In a previous article, I wrote how Sidra relates to Azure Data Factory Self-Hosted Integration Runtimes (SHIR) and considerations on how to set up a SHIR node. In short:…
Sidra is using Data Factory pipelines to copy data from source servers into the Data Lake. The data extraction activities of these pipelines are copying records from source DBs into Parquet files, saving them as blobs in an Azure Storage container. These copy activities may be “pushed” on SHIR nodes for execution and the IR agent would use Java libraries to generate the Parquet files. The Integration Runtime (IR) agent is executing Data Factory activities in worker processes, diawp.exe. These worker processes, in turn, would create java.exe processes to execute the code from the Parquet-handling libraries.
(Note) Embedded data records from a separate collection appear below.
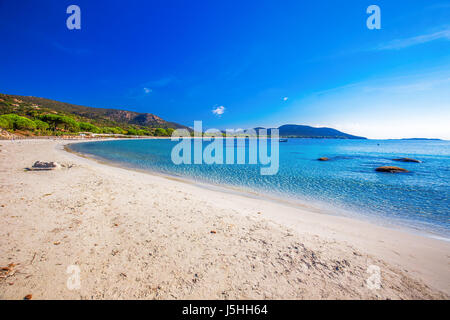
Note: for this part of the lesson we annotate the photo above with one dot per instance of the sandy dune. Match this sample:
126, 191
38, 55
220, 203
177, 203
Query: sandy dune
142, 236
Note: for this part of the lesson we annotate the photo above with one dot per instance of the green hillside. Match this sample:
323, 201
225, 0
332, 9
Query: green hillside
40, 116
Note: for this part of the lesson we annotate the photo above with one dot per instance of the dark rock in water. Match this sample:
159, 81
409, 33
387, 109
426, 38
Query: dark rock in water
40, 165
407, 160
390, 169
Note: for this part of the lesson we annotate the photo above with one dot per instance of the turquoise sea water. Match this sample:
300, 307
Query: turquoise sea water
347, 184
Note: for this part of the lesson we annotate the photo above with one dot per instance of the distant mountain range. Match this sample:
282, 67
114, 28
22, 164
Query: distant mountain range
29, 106
98, 116
301, 131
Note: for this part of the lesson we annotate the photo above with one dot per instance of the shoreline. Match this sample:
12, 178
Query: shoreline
161, 230
319, 207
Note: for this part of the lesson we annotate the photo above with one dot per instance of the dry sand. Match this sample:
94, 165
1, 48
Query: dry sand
142, 236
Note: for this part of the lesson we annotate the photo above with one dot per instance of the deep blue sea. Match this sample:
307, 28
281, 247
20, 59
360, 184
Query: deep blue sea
347, 184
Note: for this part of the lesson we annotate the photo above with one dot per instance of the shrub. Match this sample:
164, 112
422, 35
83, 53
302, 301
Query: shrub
13, 121
159, 132
6, 122
60, 122
41, 125
143, 132
23, 123
84, 126
132, 132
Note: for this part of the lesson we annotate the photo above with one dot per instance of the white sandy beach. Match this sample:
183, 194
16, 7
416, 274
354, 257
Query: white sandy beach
137, 235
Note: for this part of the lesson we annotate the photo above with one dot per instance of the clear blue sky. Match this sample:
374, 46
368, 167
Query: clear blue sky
259, 63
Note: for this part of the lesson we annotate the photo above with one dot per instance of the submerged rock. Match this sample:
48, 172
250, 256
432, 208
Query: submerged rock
407, 160
40, 165
390, 169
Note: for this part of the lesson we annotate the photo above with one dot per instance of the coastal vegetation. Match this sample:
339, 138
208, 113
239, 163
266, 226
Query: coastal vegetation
32, 116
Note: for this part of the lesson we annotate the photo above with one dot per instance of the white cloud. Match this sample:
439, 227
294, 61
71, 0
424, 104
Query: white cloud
408, 42
219, 110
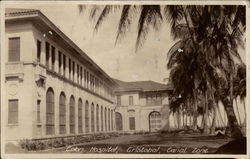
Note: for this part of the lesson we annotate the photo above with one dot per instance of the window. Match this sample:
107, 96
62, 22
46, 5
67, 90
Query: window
50, 112
59, 61
87, 116
92, 118
85, 78
80, 116
101, 118
62, 114
64, 65
38, 117
69, 68
38, 51
154, 99
81, 76
72, 114
97, 118
77, 73
47, 54
154, 121
14, 49
131, 100
53, 57
132, 123
90, 81
119, 100
131, 115
109, 119
73, 69
105, 119
13, 111
118, 120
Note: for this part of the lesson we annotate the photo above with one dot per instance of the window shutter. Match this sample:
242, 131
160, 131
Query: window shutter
13, 112
14, 49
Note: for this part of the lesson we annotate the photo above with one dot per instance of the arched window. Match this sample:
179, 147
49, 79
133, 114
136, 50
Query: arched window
62, 114
72, 114
102, 118
87, 116
131, 117
50, 112
154, 121
92, 118
80, 115
118, 120
105, 120
109, 119
97, 118
112, 120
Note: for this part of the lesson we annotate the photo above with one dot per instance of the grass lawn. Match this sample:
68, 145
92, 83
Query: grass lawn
149, 143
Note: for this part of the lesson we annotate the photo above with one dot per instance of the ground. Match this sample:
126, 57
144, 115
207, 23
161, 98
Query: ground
149, 143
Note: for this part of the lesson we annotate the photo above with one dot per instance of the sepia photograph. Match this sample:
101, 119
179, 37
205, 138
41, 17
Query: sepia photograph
113, 78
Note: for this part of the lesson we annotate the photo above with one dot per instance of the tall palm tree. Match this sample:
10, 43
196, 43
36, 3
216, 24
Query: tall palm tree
209, 36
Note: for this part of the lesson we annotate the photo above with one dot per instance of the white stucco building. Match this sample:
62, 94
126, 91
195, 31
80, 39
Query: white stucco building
142, 106
52, 87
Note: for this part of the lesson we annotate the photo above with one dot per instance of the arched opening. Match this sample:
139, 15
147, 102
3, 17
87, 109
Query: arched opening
62, 113
131, 117
80, 115
92, 118
87, 116
154, 121
72, 114
105, 118
118, 121
108, 119
50, 112
97, 118
102, 118
112, 126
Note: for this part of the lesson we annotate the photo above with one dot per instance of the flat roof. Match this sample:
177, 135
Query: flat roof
42, 22
141, 86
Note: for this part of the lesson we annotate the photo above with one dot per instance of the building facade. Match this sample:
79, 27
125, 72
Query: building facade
52, 87
142, 106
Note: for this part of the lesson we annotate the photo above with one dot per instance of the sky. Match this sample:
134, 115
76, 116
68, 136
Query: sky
120, 61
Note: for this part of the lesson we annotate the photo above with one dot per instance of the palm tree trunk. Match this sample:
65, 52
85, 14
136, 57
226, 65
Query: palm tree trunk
205, 127
178, 119
212, 130
195, 114
232, 121
237, 108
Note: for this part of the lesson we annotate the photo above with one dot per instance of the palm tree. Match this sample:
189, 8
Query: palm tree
209, 36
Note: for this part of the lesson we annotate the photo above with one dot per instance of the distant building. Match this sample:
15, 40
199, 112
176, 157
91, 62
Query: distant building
142, 106
52, 87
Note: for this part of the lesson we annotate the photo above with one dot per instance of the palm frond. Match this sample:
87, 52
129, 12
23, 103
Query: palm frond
174, 15
105, 12
125, 21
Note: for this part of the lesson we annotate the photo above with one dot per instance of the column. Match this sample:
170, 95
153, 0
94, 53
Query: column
56, 95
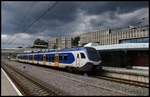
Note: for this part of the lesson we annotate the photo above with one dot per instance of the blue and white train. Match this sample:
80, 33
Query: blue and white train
82, 59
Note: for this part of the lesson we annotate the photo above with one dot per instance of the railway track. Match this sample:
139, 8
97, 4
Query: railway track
124, 81
27, 85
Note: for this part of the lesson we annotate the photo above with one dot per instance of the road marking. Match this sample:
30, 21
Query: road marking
18, 92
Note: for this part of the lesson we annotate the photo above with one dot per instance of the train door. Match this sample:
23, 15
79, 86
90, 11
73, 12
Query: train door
78, 60
33, 58
44, 59
28, 58
56, 60
82, 58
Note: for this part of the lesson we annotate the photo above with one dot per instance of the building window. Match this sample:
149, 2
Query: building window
82, 55
60, 57
65, 58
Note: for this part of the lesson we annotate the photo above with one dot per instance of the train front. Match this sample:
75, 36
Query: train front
94, 60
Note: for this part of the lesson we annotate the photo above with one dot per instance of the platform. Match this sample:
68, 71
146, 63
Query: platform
7, 86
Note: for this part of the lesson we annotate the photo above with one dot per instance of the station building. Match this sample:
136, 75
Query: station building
120, 36
116, 36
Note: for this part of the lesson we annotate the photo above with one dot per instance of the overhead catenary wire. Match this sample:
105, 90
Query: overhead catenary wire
49, 9
14, 38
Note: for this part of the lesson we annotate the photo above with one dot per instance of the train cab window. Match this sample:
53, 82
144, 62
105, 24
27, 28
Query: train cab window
77, 55
65, 58
82, 55
47, 58
60, 57
52, 59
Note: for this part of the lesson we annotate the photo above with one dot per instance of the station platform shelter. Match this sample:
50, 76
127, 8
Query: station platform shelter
129, 55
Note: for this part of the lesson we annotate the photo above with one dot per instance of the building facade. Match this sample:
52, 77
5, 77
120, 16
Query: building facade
59, 43
115, 36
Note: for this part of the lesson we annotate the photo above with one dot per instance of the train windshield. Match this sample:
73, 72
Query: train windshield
93, 54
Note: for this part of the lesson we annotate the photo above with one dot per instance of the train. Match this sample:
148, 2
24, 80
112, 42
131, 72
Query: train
81, 59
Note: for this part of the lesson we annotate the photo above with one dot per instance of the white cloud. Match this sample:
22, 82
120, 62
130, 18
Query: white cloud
4, 36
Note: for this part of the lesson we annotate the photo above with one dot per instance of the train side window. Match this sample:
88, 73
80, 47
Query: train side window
77, 55
52, 59
65, 58
47, 58
82, 55
60, 57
Java’s memory cap on heaps
Java will use a limited amount of memory for heaps, even if the IR node machine may have plenty of RAM. From what I noticed, Java caps its heaps to a quarter of the installed RAM on the machine: for instance, on an 8 GB RAM machine, Java would use only maximum 2 GB, by default. To check, issue the following command and look for the values MaxHeapSize or SoftMaxHeapSize:
java.exe -XX:+PrintFlagsFinal -version | findstr /i "HeapSize"
What about this heap memory cap that Java is enforcing? Too small a cap may lead to the OutOfMemoryError; it’s not that there isn’t enough RAM, but there is no free slot large enough in the heap for a new object allocation. And too small a cap will lead to high frequency of Garbage Collection; meaning lower performance and high-CPU usage, although there may be sufficient RAM. I wrote about it in my previous article: it may be fixed with a system environment variable like below:
JAVA_TOOL_OPTIONS = -Xms512m -Xmx16g
Above, -Xms tells the starting size and -Xmx tells the maximum size, in MB (m) or GB (g) for the heaps.
Set it under half of RAM
Why not set the maximum heap size to the amount of RAM available on the machine? Well, we could; after all, the Windows memory manager can handle it. The committed memory of a process may be much larger than the working set, the bytes that are actually in the RAM. But increasing the heap to more than half the RAM may trigger another performance problem: a memory pressure on the OS will cause frequent Garbage Collections in the .NET runtimes too. While Java code is handling Parquet files, the worker processes of IR agent also need memory.
I would keep the Java maximum heap size somewhere between a ¼ and ½ of the available RAM on the IR node.